A new cookbook concept produced by Christopher Hirsheimer and Melissa Hamilton, this is a cookbook to be issued three times a year: Summer, Fall and Holidays, Winter and Spring, nicely bound and with lovely photographs. The first issue, Volume No1 contains mouth watering recipes from the two authors who like to cook and enjoy food. The recipes are one page or less long, home cooking by home cooks for home cooks. Both Christopher and Melissa worked at the early Saveur magazine and have brought that sensitivity to their new recipe collection. Canal House Cooking Volume No 1 can be purchased from Corti Brothers for $19.95. It can also be purchased through their website, www.thecanalhouse.com which will act also as an information clearing house for things culinary. I would suggest that you check it out.

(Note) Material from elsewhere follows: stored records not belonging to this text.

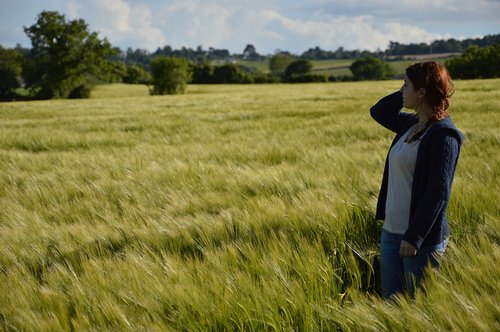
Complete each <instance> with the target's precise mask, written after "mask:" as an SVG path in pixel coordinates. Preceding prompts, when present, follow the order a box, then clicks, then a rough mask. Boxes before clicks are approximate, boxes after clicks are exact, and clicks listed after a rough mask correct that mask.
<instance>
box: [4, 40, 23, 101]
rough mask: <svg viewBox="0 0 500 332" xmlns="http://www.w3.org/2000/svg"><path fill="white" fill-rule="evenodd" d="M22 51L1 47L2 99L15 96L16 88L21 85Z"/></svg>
mask: <svg viewBox="0 0 500 332" xmlns="http://www.w3.org/2000/svg"><path fill="white" fill-rule="evenodd" d="M21 57H22V55H21V53H20V52H18V51H17V50H15V49H4V48H2V47H0V100H1V101H7V100H12V99H14V98H15V90H16V89H17V88H19V87H21V65H20V62H21Z"/></svg>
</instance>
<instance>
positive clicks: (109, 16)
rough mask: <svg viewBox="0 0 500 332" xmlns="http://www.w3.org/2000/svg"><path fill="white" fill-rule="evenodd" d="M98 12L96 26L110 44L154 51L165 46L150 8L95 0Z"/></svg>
mask: <svg viewBox="0 0 500 332" xmlns="http://www.w3.org/2000/svg"><path fill="white" fill-rule="evenodd" d="M95 6H96V8H97V9H98V11H99V15H95V16H96V17H98V22H96V23H97V25H98V27H99V30H100V31H101V32H102V34H103V35H104V36H106V37H108V39H109V40H110V41H111V42H112V43H118V44H123V43H124V42H129V43H130V46H132V45H134V46H135V47H140V48H147V49H154V48H156V47H158V46H163V45H165V44H166V42H167V40H166V38H165V36H164V35H163V33H162V31H161V30H160V29H158V28H157V27H155V26H154V25H153V24H154V20H153V15H152V14H151V8H150V7H149V6H147V5H129V4H128V3H127V2H126V1H124V0H96V1H95Z"/></svg>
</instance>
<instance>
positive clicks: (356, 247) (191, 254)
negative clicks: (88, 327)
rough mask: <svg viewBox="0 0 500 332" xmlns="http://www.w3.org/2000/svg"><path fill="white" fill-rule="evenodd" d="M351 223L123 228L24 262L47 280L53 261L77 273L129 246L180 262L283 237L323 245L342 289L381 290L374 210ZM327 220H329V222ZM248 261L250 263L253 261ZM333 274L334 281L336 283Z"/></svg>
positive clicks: (358, 209) (275, 241)
mask: <svg viewBox="0 0 500 332" xmlns="http://www.w3.org/2000/svg"><path fill="white" fill-rule="evenodd" d="M348 216H349V224H348V225H346V226H345V228H344V229H341V230H340V231H339V230H338V229H334V228H333V227H335V223H337V221H330V225H324V224H323V223H322V222H321V221H320V222H316V223H307V222H304V220H299V216H298V217H296V220H290V218H286V217H283V218H280V217H279V216H269V219H268V220H263V221H262V222H256V223H253V224H250V225H245V224H243V223H241V222H234V221H231V222H227V223H224V224H222V225H219V226H217V229H212V228H211V229H209V228H208V226H207V227H203V226H199V225H193V226H189V227H186V228H184V229H183V230H182V232H179V233H175V232H173V233H163V234H158V233H157V232H154V233H153V232H152V233H146V234H143V233H142V234H140V235H138V234H133V233H132V232H128V233H126V232H125V231H120V232H119V234H116V235H115V236H109V237H106V238H102V239H97V240H94V241H91V242H88V243H84V244H82V245H81V246H79V247H77V248H75V249H74V250H71V251H66V252H64V251H62V250H61V249H60V246H59V245H58V243H56V242H51V243H48V244H47V247H46V250H45V252H44V253H42V254H41V255H39V256H38V258H37V259H34V260H28V261H26V265H27V267H28V270H29V271H30V272H31V274H32V275H33V276H34V277H35V278H36V280H37V281H38V282H40V283H44V279H45V276H46V273H48V272H50V270H51V269H52V268H53V267H54V266H55V265H60V266H63V267H65V268H67V269H69V270H71V271H72V272H74V273H75V274H77V275H78V274H81V273H83V265H84V263H85V262H86V261H88V260H90V259H92V258H103V257H106V258H109V257H113V258H117V259H126V256H127V251H128V250H131V249H132V250H133V249H135V250H144V249H147V250H145V251H147V252H149V253H151V254H152V255H154V256H156V257H163V256H164V255H165V254H167V255H171V256H177V257H179V258H181V259H182V260H198V261H203V260H204V259H205V258H206V255H207V253H209V252H211V251H214V250H221V249H224V248H226V247H227V246H231V245H234V246H236V247H241V245H242V244H246V245H248V247H249V248H258V250H260V251H262V252H266V249H267V248H270V247H271V246H272V245H273V244H275V242H276V241H285V242H284V245H285V246H287V247H289V248H291V250H300V247H301V245H304V243H308V244H310V245H312V246H319V247H321V248H322V250H323V251H324V254H325V255H326V256H327V257H328V259H329V260H330V261H331V262H332V264H333V265H334V267H335V269H336V271H337V274H338V276H337V277H340V279H341V281H340V284H341V286H340V287H341V289H342V291H344V292H345V291H346V290H347V289H349V288H351V289H352V288H355V289H358V290H360V291H363V292H370V293H377V292H378V291H379V290H380V283H379V273H378V264H379V262H378V242H379V234H380V224H379V223H378V222H377V221H376V220H375V219H374V217H373V214H372V212H371V211H368V210H367V209H365V208H362V207H359V206H352V207H350V208H349V210H348ZM327 222H328V221H325V223H327ZM239 253H240V257H239V258H240V259H241V262H242V263H243V264H245V262H246V261H248V258H247V254H246V253H245V252H244V250H243V251H242V250H239ZM249 264H250V263H249ZM334 278H335V277H334V276H332V282H335V281H334Z"/></svg>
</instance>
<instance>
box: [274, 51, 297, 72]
mask: <svg viewBox="0 0 500 332" xmlns="http://www.w3.org/2000/svg"><path fill="white" fill-rule="evenodd" d="M294 60H295V58H294V57H293V56H292V55H291V54H275V55H273V56H272V57H271V59H269V70H270V71H271V73H272V74H273V75H275V76H277V77H280V78H281V77H283V75H285V70H286V68H287V67H288V66H289V65H290V64H291V63H292V62H293V61H294Z"/></svg>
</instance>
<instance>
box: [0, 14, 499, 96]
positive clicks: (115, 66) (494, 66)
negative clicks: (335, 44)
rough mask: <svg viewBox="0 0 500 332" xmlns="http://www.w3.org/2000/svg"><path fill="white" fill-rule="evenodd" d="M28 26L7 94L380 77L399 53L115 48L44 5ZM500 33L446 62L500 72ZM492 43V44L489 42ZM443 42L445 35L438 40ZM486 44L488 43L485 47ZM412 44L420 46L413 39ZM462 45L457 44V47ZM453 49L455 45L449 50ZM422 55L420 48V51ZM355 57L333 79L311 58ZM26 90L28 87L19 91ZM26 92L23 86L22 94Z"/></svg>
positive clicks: (4, 71) (334, 57)
mask: <svg viewBox="0 0 500 332" xmlns="http://www.w3.org/2000/svg"><path fill="white" fill-rule="evenodd" d="M24 31H25V33H26V34H27V36H28V37H29V38H30V40H31V44H32V47H31V48H30V49H25V48H22V47H21V46H17V47H16V48H13V49H5V48H3V47H1V46H0V100H19V99H51V98H86V97H89V96H90V91H91V89H92V87H93V86H94V85H96V84H99V83H114V82H123V83H137V84H148V85H150V86H152V87H151V88H150V92H151V94H165V93H182V92H183V91H184V90H185V86H186V85H187V84H188V83H190V84H228V83H240V84H248V83H276V82H287V83H298V82H327V81H338V80H375V79H388V78H391V77H393V75H394V72H393V71H392V69H391V67H390V66H389V65H388V64H387V62H385V61H383V59H384V57H385V56H386V55H387V54H389V52H392V53H391V54H393V53H394V52H400V51H401V49H402V48H401V45H400V44H398V43H393V42H391V44H390V45H389V49H388V51H386V52H374V53H371V52H368V51H363V52H360V51H346V50H344V49H343V48H339V49H337V50H336V51H335V52H329V51H324V50H321V49H320V48H319V47H316V48H313V49H309V50H308V51H306V52H304V53H303V54H302V55H300V56H298V55H293V54H291V53H289V52H287V51H277V52H276V53H275V54H274V55H271V56H262V55H260V54H259V53H258V52H257V50H256V49H255V47H254V46H253V45H251V44H248V45H247V46H246V47H245V49H244V50H243V53H242V54H230V52H229V51H228V50H225V49H214V48H209V49H208V50H203V48H202V47H201V46H199V47H197V48H196V49H191V48H185V47H183V48H182V49H180V50H174V49H172V48H171V47H170V46H165V47H163V48H158V49H157V50H156V51H155V52H153V53H149V52H148V51H146V50H141V49H136V50H133V49H131V48H128V49H127V50H126V52H123V51H121V50H120V49H119V48H116V47H113V46H112V45H111V44H110V43H109V42H108V41H107V39H106V38H104V39H100V38H99V36H98V34H97V33H96V32H90V31H89V29H88V26H87V24H86V23H85V21H84V20H82V19H77V20H70V21H68V20H66V18H65V17H64V15H62V14H60V13H58V12H55V11H43V12H42V13H40V14H39V15H38V17H37V21H36V22H35V24H33V25H32V26H30V27H24ZM499 37H500V35H496V36H487V37H484V38H482V39H476V40H465V41H463V42H461V43H460V42H459V41H456V40H448V41H447V42H444V45H448V44H450V45H459V44H460V45H462V47H463V45H469V44H471V43H476V44H472V46H470V45H469V46H468V47H469V48H468V49H467V50H466V51H465V52H464V53H463V55H462V56H461V57H459V58H454V59H451V60H450V61H449V62H448V63H447V65H448V67H449V69H450V72H451V73H452V76H453V77H456V78H475V77H500V69H499V64H500V61H499V54H500V49H499V45H500V40H499ZM481 43H482V44H481ZM490 43H493V44H491V45H490ZM432 44H433V45H434V46H433V47H434V48H435V49H439V48H438V47H437V46H436V45H441V44H443V43H441V41H438V42H434V43H432ZM480 46H481V47H480ZM408 47H410V48H408V49H407V50H408V51H409V50H413V49H412V48H411V47H413V46H412V44H411V45H408ZM457 47H458V46H457ZM447 50H448V49H447ZM415 54H416V53H415ZM331 58H334V59H352V58H354V59H355V61H354V62H353V63H352V64H351V66H350V67H349V69H350V70H351V72H352V74H353V75H352V76H344V77H340V78H339V77H334V76H330V77H326V76H325V75H320V74H317V73H314V72H312V67H313V65H312V63H311V60H317V59H331ZM264 59H266V60H268V63H269V71H268V72H266V73H264V72H260V71H257V70H256V69H254V68H251V67H247V66H244V65H241V64H240V63H237V62H241V61H240V60H250V61H256V60H264ZM19 88H23V89H19ZM20 91H21V92H20Z"/></svg>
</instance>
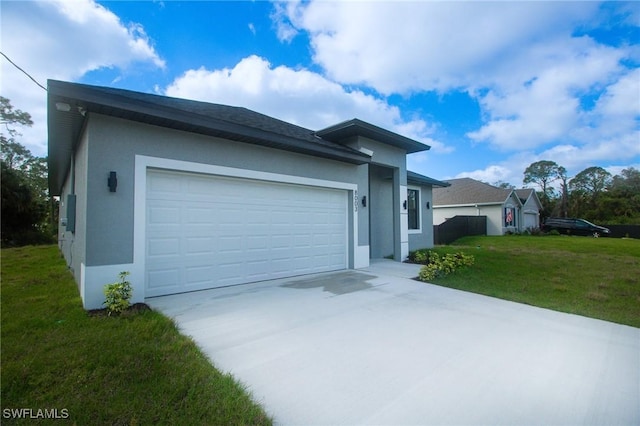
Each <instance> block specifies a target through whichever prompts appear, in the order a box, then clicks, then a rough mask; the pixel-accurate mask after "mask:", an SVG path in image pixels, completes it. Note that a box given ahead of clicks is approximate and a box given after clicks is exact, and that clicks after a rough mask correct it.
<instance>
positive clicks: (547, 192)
mask: <svg viewBox="0 0 640 426" xmlns="http://www.w3.org/2000/svg"><path fill="white" fill-rule="evenodd" d="M559 167H560V166H558V165H557V164H556V163H555V162H554V161H549V160H542V161H537V162H535V163H531V164H530V165H529V167H527V168H526V169H525V171H524V179H523V180H522V182H523V183H524V184H525V185H528V184H531V183H533V184H536V185H538V186H539V187H540V190H541V191H540V192H539V193H538V195H539V197H540V202H541V203H542V208H543V210H544V212H543V215H544V216H549V214H550V213H551V211H552V210H553V203H552V201H553V195H554V193H553V192H554V189H553V187H551V186H550V184H551V182H553V181H554V180H556V179H558V174H559Z"/></svg>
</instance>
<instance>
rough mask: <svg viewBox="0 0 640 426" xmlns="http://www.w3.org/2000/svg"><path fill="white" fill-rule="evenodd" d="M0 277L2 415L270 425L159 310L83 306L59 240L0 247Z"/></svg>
mask: <svg viewBox="0 0 640 426" xmlns="http://www.w3.org/2000/svg"><path fill="white" fill-rule="evenodd" d="M1 278H2V287H1V290H2V294H1V308H2V331H1V337H2V340H1V344H2V351H1V362H2V423H3V424H12V423H20V422H22V423H23V424H31V423H33V418H40V419H42V418H44V417H57V418H58V419H67V420H68V421H70V422H71V423H72V424H81V425H82V424H85V425H89V424H91V425H99V424H131V425H135V424H172V425H180V424H271V419H270V418H269V417H268V416H267V415H266V414H265V412H264V411H263V410H262V408H261V407H260V406H259V405H257V404H256V403H254V402H253V401H252V400H251V398H250V396H249V395H248V394H247V393H246V391H245V390H244V388H243V387H242V386H241V385H239V384H238V383H237V382H236V381H235V380H234V379H233V377H231V376H229V375H226V374H222V373H220V372H219V371H218V370H216V369H215V368H214V367H212V366H211V364H210V363H209V361H208V359H207V358H206V357H205V356H204V355H203V353H202V352H201V351H200V350H199V349H198V348H197V347H196V345H195V344H194V343H193V341H192V340H191V339H189V338H186V337H184V336H182V335H181V334H180V333H179V332H178V330H177V328H176V327H175V325H174V323H173V322H172V321H171V320H169V319H168V318H166V317H164V316H163V315H161V314H160V313H157V312H153V311H144V312H139V313H137V314H131V315H125V316H124V317H107V316H90V315H88V313H87V312H86V311H84V310H83V309H82V303H81V301H80V297H79V295H78V290H77V287H76V284H75V282H74V281H73V279H72V277H71V275H70V274H69V272H68V271H67V269H66V266H65V264H64V261H63V260H61V258H60V255H59V252H58V249H57V247H55V246H41V247H23V248H18V249H6V250H5V249H3V250H2V277H1ZM18 416H23V417H24V416H27V417H31V418H30V419H26V420H22V421H21V420H17V419H16V417H18ZM41 421H43V422H44V423H47V422H49V421H51V420H46V419H45V420H41ZM54 421H55V420H54ZM58 421H59V420H58Z"/></svg>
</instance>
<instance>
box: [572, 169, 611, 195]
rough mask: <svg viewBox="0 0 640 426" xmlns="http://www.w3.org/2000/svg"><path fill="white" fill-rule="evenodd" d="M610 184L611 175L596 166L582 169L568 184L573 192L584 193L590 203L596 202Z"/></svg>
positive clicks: (604, 169)
mask: <svg viewBox="0 0 640 426" xmlns="http://www.w3.org/2000/svg"><path fill="white" fill-rule="evenodd" d="M610 184H611V173H609V172H608V171H606V170H605V169H603V168H602V167H597V166H594V167H589V168H587V169H584V170H583V171H581V172H580V173H578V174H577V175H576V176H575V177H574V178H573V179H571V181H570V182H569V185H570V186H571V188H572V190H573V191H580V192H581V193H584V194H585V195H587V196H589V197H590V198H591V200H592V201H595V200H597V198H598V196H600V194H602V193H603V192H604V191H605V190H606V189H607V188H608V187H609V185H610Z"/></svg>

Just off the press from the Robert Mondavi Institute at UC Davis, this is another unique book like the first imprint, Rixford’s The Wine Press and The Cellar. But this book is different. It contains the 13 works dating from 1878 to 1892 that form the historical background of olive culture and oil making in California compiled into one volume that describe the what, how, where, and why of growing olives and making oil. In this volume you have the texts of the history of the olive in California, which are almost impossible to collect now. To use a simile, these texts form the “Old Testament” of olive growing and oil making in California. If you are at all interested in olives and oil, this volume is a must for your library. 317 pages, numerous plates.